GENERATION 2: Younger Children of Thomas Quine and Alice Lewin


It is significant that Alice Cottier Quine alias Lewin left no legacy to William Quine, the first son mentioned in the will of her first husband Thomas Quine. However a William Quine did witness Alice’s will. He was sufficiently well off to stand as a pledge or guarantor for the executors. Could he have been a stepson to Alice? If this was indeed the case, it means that our ancestor Robert Quine was Alice’s eldest son, and he will be considered under Generation 2 below.

The next son was Philip Quine. He settled in Lonan, marrying his stepsister Alice Cottier. They had four daughters, and may have lived with the Cottiers. Philip joined with his elder brother Robert in lending money to Robert Lewin of Ballachreetch in Onchan in 1753. Later he lent money on his own account to John Karran of Strenaby in Onchan. Philip died in 1763, and his widow Alice re-married to Thomas Cowin; both were mentioned in the will of Philip’s mother. The family retained their mortgage in Strenaby for many years, Thomas Cowin being paid out in 1788, and his step-daughters Isable, Mary and Ann Quine between 1774 and 1789.

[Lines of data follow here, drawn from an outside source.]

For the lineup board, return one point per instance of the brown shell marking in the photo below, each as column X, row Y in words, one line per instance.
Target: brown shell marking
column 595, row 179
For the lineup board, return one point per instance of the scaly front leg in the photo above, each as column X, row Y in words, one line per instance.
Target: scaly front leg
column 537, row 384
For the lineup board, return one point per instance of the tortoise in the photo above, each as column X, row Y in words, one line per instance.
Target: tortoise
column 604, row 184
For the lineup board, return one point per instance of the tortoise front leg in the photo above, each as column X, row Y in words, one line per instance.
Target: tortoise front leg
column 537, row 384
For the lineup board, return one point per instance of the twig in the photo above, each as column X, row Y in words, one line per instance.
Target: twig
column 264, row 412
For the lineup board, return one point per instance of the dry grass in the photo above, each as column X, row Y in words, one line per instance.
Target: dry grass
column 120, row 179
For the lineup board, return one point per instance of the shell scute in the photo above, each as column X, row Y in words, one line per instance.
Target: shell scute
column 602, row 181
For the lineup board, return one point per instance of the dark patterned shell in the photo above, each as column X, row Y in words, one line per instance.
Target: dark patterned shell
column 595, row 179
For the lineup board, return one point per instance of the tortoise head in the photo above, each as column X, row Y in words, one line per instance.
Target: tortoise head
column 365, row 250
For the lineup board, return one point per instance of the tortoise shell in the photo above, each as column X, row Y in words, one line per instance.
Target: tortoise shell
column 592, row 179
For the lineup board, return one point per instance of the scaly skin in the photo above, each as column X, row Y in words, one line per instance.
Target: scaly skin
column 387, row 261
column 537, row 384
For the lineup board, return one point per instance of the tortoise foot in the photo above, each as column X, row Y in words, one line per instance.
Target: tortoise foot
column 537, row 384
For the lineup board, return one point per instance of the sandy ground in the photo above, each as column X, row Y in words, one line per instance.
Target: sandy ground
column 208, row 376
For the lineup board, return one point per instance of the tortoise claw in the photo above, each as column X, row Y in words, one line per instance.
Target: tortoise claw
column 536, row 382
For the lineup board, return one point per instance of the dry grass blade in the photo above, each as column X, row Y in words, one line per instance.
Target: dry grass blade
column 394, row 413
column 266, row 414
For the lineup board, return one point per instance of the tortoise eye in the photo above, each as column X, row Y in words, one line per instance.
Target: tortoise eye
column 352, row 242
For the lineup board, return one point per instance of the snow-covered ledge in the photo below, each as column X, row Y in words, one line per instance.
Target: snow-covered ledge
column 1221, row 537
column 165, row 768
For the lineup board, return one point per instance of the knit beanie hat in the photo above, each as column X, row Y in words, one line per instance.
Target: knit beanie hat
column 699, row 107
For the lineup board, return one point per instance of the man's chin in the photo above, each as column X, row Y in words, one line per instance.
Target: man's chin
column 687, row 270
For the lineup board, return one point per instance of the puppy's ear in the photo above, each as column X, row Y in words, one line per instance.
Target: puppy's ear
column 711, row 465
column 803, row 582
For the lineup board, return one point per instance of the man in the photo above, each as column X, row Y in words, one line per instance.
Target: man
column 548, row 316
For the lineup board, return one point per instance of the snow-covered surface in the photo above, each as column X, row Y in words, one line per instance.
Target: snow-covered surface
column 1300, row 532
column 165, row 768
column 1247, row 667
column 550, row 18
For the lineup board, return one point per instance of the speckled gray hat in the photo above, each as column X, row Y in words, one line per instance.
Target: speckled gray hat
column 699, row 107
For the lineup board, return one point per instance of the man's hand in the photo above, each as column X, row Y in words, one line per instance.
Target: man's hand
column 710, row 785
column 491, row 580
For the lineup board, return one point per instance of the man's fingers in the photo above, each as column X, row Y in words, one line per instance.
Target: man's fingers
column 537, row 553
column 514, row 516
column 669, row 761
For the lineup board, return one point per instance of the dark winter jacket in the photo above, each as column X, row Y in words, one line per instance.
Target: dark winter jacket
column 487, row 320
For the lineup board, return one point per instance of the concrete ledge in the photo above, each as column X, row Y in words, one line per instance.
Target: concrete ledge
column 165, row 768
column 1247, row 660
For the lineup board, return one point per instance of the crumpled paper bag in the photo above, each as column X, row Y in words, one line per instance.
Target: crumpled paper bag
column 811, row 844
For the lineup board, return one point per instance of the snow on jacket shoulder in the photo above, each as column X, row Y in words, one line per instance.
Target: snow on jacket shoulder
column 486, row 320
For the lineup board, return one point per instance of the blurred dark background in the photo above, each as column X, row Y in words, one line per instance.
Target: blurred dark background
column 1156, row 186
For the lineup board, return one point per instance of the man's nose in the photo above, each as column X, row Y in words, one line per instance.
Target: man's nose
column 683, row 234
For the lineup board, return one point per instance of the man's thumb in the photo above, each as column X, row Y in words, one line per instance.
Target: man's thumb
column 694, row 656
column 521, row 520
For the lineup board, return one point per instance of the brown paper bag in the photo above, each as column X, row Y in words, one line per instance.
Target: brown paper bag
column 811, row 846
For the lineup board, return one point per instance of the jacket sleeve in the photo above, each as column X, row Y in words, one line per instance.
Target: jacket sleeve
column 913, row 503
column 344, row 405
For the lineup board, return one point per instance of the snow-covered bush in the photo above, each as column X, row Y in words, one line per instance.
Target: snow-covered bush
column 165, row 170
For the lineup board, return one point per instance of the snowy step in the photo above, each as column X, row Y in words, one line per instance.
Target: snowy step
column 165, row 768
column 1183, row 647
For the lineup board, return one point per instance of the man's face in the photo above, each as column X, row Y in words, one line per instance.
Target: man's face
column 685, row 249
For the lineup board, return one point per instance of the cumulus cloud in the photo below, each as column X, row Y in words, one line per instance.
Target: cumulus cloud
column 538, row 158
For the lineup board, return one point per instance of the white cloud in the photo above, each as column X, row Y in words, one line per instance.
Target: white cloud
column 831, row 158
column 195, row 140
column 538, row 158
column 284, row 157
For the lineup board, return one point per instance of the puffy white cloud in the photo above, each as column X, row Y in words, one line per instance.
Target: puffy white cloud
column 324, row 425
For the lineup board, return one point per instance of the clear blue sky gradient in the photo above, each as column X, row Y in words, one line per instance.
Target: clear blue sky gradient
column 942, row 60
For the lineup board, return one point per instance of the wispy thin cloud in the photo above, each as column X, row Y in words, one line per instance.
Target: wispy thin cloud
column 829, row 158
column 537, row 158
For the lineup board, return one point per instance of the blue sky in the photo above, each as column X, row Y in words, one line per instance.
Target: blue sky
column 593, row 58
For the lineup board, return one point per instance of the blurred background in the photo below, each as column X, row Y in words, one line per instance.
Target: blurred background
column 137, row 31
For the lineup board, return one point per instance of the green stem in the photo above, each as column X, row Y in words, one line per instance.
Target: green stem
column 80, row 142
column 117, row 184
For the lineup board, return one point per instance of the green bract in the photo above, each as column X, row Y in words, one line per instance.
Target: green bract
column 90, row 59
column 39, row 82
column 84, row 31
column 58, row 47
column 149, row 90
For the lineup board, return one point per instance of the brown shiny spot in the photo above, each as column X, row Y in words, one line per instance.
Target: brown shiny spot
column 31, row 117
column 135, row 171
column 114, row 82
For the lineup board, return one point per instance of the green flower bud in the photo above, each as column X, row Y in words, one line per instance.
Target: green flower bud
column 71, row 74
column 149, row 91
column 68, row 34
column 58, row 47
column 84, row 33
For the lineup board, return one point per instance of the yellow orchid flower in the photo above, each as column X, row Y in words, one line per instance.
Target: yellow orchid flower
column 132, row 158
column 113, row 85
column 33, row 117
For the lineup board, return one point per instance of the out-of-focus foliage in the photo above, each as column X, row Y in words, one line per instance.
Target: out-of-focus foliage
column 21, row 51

The youngest son of Thomas and Alice Quine was Thomas junior. His wife Jane Corlett was a daughter of William Corlett of Lonan (d. 1763) and was mentioned in her mother in law’s will. Thomas and his wife were probably settled as tenant farmers on the borders of Onchan and Lonan, and they both died in 1812. They had eight children; four sons and four daughters. It seems likely that their eldest son John Quine (baptised in 1770) who was his parents’ executor, was the man of that name living at Injaghyn, Onchan, with his wife Mary in 1841. In the census of that year John Quine (aged 60-64), an agricultural labourer, was listed there with Mary Quine (age 55-59) and John Quine, a manservant, (aged 25-29). The tithe commutation records indicate that John Quine was actually the tenant of some intack land there, extending to 122 acres. This land was owned by Daniel Cain. Ten years later the widowed Mary Quine (aged 70) was still living at Injaghyn with her son Thomas Quine and his wife Eleanor. Injaghyn is located west of Conrhenny, near the back road leading from Creg ny Baa to Glen Roy. By 1855, when Mary Quine died, Thomas and his family had moved to Begoade, and they retained the tenancy of that farm until his own death in 1890.

The descendants of John Quine and Mary Gelling through their second and third sons Thomas and Robert were researched by Mrs Janet Narasimham for a Mrs Larkin and by a Mr Sam Harwood of Taunton, Somerset. The eldest son, John Quine (baptised Onchan 4th February 1816) may have married Jane Quine, heiress of one of the two Quine farms at Conrhenny, Onchan, on 18th December 1841 at Onchan. Research is being conducted into the Quines of Conrhenny by descendants of the other branch there who do not share our lineage.

Elinor Quine, only daughter of Thomas Quine and Alice Lewin, was married to John Crow of Lonan. He died at sea in the herring fleet, in 1773, leaving two daughters by his second wife Eleanor. Later, Eleanor moved to Douglas, where she was living when her brother Robert Quine of Arderry died in 1789, leaving her a legacy of twenty shillings.